I wanted to care about them. That’s why I turned on the movie in the first place.
And I would have had a greater chance of caring about them if the film began with Lucy returning to the busy city curb to find her vehicle towed.
Then, at a loss for what to do, she gets lured into a Fellini film festival by a scantily clad, black-bearded man.
For the writer’s characters to hold my attention, I needed to see action immediately.

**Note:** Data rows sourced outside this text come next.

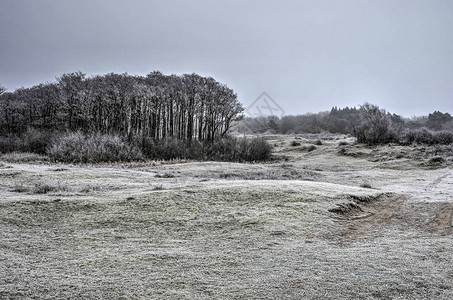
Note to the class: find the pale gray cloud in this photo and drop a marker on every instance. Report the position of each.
(308, 55)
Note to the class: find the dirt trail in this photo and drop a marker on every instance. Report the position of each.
(371, 218)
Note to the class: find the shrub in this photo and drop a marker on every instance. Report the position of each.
(425, 136)
(92, 148)
(311, 148)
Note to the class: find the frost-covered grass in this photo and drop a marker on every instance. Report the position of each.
(208, 230)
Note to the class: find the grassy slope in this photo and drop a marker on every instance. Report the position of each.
(216, 230)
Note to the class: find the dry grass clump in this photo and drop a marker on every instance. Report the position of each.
(41, 187)
(77, 147)
(310, 148)
(23, 157)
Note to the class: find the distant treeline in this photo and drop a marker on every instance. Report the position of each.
(122, 117)
(156, 106)
(369, 123)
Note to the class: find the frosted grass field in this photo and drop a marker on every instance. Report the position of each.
(359, 223)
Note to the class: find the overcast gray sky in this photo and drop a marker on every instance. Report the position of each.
(307, 55)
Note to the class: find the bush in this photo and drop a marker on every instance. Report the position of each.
(92, 148)
(425, 136)
(32, 140)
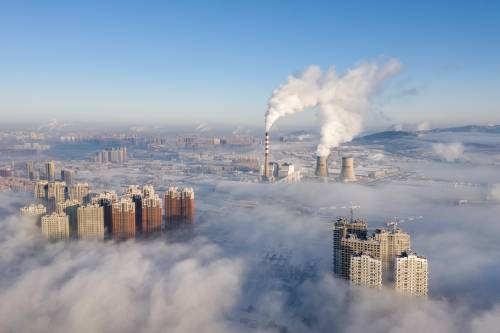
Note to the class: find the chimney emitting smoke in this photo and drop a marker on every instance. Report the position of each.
(322, 166)
(347, 171)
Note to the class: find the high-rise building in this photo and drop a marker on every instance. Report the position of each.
(91, 222)
(135, 193)
(69, 207)
(56, 192)
(123, 219)
(343, 229)
(365, 270)
(151, 214)
(411, 274)
(30, 169)
(393, 242)
(179, 204)
(41, 190)
(68, 176)
(106, 200)
(79, 192)
(34, 210)
(50, 171)
(351, 237)
(113, 155)
(55, 226)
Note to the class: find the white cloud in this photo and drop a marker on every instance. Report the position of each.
(450, 152)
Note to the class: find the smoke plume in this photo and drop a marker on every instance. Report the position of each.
(298, 94)
(341, 99)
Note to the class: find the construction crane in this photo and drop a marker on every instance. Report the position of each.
(393, 225)
(351, 208)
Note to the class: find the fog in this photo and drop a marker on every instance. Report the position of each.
(211, 277)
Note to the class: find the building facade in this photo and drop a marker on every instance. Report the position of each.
(79, 192)
(365, 271)
(123, 219)
(68, 176)
(91, 222)
(179, 205)
(411, 274)
(69, 207)
(151, 214)
(55, 226)
(351, 237)
(50, 171)
(34, 210)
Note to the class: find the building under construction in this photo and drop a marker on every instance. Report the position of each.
(351, 237)
(179, 205)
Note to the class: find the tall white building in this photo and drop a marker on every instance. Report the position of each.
(33, 210)
(91, 222)
(79, 191)
(411, 274)
(55, 226)
(365, 271)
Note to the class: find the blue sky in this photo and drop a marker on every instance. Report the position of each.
(218, 61)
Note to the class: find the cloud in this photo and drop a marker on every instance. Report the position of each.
(495, 192)
(213, 277)
(449, 152)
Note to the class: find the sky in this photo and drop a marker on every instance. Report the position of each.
(186, 62)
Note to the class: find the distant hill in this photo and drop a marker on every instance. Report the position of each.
(387, 135)
(469, 128)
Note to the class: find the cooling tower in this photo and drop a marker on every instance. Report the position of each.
(266, 157)
(322, 166)
(347, 172)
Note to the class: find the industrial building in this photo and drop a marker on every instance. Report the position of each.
(321, 166)
(347, 170)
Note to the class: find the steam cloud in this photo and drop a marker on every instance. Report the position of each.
(341, 99)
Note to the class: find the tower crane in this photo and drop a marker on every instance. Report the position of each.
(397, 220)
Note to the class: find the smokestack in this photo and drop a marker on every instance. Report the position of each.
(266, 156)
(347, 172)
(322, 166)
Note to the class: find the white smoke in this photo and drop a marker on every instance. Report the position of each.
(450, 152)
(298, 94)
(495, 192)
(341, 99)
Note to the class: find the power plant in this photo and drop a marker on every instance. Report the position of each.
(347, 171)
(265, 176)
(322, 166)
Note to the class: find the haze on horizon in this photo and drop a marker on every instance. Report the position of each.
(191, 62)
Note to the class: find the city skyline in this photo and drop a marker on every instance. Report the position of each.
(187, 63)
(249, 166)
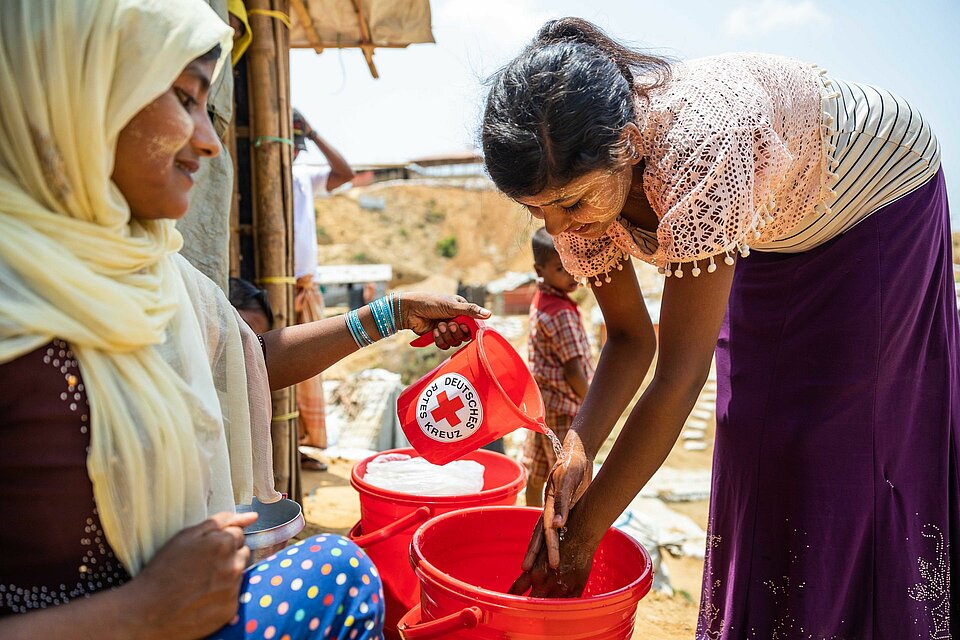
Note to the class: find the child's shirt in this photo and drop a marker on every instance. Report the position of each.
(556, 336)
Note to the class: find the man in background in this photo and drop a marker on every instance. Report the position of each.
(309, 183)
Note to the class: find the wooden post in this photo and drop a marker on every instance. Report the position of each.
(230, 142)
(270, 116)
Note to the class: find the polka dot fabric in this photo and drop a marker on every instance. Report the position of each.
(323, 587)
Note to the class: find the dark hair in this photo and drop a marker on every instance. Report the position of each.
(558, 110)
(246, 296)
(211, 56)
(543, 247)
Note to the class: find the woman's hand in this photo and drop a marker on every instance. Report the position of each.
(569, 577)
(558, 559)
(191, 587)
(430, 312)
(570, 477)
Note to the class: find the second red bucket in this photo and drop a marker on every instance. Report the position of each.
(483, 392)
(467, 560)
(388, 520)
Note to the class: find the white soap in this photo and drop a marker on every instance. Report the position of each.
(416, 476)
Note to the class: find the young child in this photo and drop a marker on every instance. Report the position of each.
(559, 357)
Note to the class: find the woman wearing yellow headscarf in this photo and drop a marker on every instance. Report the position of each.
(134, 409)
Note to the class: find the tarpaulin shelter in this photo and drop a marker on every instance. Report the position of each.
(259, 138)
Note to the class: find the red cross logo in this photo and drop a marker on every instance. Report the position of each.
(447, 409)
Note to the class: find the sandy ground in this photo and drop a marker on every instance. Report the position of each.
(331, 505)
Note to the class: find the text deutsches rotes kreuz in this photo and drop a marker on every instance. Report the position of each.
(449, 409)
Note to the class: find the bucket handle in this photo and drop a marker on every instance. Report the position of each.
(414, 518)
(427, 339)
(467, 618)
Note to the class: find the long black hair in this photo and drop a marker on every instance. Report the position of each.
(246, 296)
(558, 110)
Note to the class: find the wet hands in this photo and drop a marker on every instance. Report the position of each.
(191, 586)
(569, 577)
(431, 313)
(560, 554)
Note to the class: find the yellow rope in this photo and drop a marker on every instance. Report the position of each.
(277, 280)
(279, 15)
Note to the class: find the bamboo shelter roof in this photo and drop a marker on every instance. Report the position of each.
(362, 24)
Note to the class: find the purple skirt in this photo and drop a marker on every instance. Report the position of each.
(835, 511)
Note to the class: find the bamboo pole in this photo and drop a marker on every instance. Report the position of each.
(271, 194)
(366, 41)
(306, 20)
(282, 34)
(230, 142)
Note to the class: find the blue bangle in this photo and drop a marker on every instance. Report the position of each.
(357, 329)
(399, 315)
(377, 313)
(353, 334)
(383, 316)
(388, 306)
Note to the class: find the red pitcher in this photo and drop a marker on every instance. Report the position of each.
(481, 393)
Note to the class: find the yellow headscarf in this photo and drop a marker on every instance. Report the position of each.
(74, 265)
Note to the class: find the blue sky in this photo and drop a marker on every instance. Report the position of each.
(429, 97)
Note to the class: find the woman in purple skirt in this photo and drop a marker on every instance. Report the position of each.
(802, 224)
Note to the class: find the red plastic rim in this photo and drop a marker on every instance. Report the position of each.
(487, 495)
(481, 336)
(636, 590)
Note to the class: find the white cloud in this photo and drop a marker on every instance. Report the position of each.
(498, 24)
(764, 16)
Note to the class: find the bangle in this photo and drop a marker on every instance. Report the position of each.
(383, 316)
(399, 314)
(379, 319)
(357, 331)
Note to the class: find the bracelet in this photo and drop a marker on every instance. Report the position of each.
(396, 297)
(383, 316)
(380, 318)
(357, 331)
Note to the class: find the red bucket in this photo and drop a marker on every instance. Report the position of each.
(466, 562)
(481, 393)
(388, 520)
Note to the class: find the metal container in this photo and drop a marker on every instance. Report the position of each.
(278, 522)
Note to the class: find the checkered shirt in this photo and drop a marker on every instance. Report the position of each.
(556, 336)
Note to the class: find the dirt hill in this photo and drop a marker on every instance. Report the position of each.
(424, 228)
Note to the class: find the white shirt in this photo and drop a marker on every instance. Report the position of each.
(309, 182)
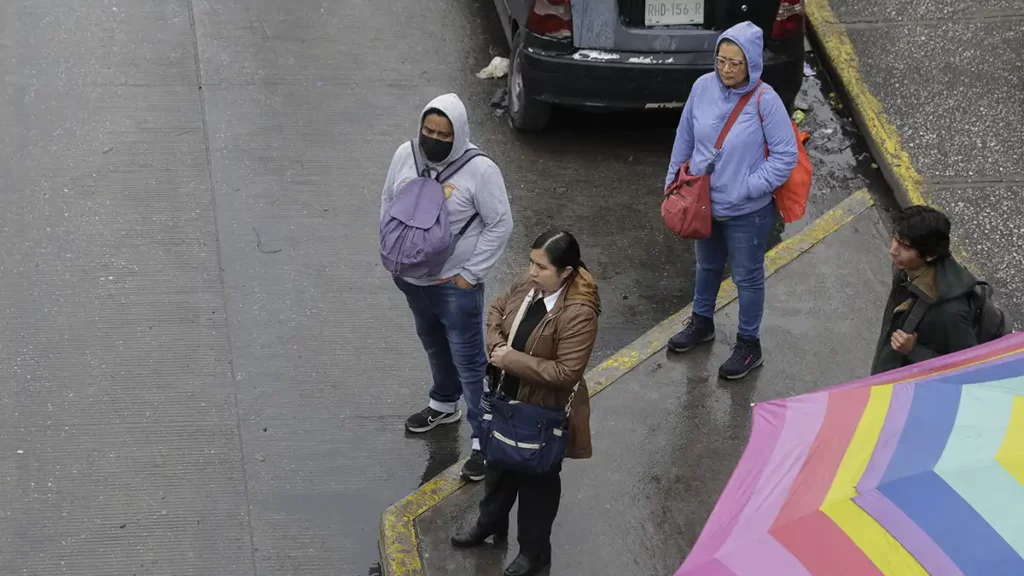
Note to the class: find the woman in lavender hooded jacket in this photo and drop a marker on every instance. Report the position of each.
(741, 186)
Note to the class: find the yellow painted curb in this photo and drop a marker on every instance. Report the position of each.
(399, 544)
(882, 133)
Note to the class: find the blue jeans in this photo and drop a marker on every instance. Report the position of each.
(743, 240)
(450, 323)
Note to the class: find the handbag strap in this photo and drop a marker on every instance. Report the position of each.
(735, 116)
(515, 327)
(526, 302)
(568, 405)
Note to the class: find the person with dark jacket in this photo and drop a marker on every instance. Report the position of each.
(924, 270)
(541, 333)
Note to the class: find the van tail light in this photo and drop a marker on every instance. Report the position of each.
(788, 21)
(552, 18)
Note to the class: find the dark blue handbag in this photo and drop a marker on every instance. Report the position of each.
(523, 437)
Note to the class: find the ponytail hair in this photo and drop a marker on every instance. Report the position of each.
(561, 248)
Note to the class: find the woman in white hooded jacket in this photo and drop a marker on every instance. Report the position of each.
(449, 309)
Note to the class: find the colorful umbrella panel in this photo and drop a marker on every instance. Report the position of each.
(920, 470)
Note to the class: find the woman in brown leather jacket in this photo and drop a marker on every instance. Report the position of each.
(553, 313)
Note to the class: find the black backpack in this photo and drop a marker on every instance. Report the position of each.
(990, 323)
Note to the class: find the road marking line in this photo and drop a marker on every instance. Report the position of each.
(399, 544)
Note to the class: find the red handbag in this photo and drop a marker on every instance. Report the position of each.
(686, 208)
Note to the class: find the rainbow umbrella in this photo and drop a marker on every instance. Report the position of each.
(914, 471)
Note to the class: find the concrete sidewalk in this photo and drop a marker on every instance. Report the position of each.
(937, 88)
(668, 433)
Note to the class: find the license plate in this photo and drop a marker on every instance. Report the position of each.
(674, 12)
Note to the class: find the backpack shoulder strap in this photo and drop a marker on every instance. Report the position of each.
(421, 169)
(460, 163)
(913, 319)
(735, 115)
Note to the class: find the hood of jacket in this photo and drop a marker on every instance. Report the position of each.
(750, 38)
(944, 281)
(452, 106)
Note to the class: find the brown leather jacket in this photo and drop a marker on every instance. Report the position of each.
(558, 352)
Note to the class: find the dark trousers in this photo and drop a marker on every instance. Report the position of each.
(450, 323)
(539, 496)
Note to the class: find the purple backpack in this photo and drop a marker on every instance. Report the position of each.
(416, 235)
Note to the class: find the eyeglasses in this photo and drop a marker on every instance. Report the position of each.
(726, 64)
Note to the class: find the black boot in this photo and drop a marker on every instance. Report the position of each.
(745, 357)
(475, 536)
(527, 566)
(699, 330)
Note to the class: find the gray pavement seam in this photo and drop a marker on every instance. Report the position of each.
(223, 290)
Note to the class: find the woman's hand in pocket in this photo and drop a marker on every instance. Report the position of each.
(461, 282)
(498, 356)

By the time the action started in the movie, the only action I wanted to take was … turn it off.
Precise placement of backstory is a skill
Once I was engaged in Lucy’s bizarre journey, I would have been way more curious to find out:
- She’s 20, but acts 13.
- She’s sheltered and naive.
- She’s attached to her mother, Claire, who was recently diagnosed with a terminal illness.
All those details make the story richer, but they have to be inserted with care and precision.
Too early on isn’t terrible — it makes good sense to “start at the beginning,” but gripping creations often transcend “good sense.”
Writing practice doesn’t only help you with fundamentals; it helps you uncover your style and the elements that make your writing satisfying.
Try this article introduction challenge
I loved how this experience reminded me of the importance of action in our writing.
Backstory in your introduction is often unavoidable in your first draft and it can help shape the structure of your writing.
But if you want your content to be intriguing and keep readers closely following along, give them action first and strategically weave in your background information as needed.
Oftentimes, you’ll find it simply weakens your writing and you don’t need it to complete your content.
So here’s today’s challenge: Before you publish your next article, pinpoint the “action” you offer in the first five paragraphs.
Compare those first several paragraphs to the rest of your text, and rearrange and/or rewrite your introduction until it contains the parts of your content that engage, rather than just explain.
Don’t save your best part for “20 minutes into your article.”
What “action” do they need to see now that will allow them to care into the future?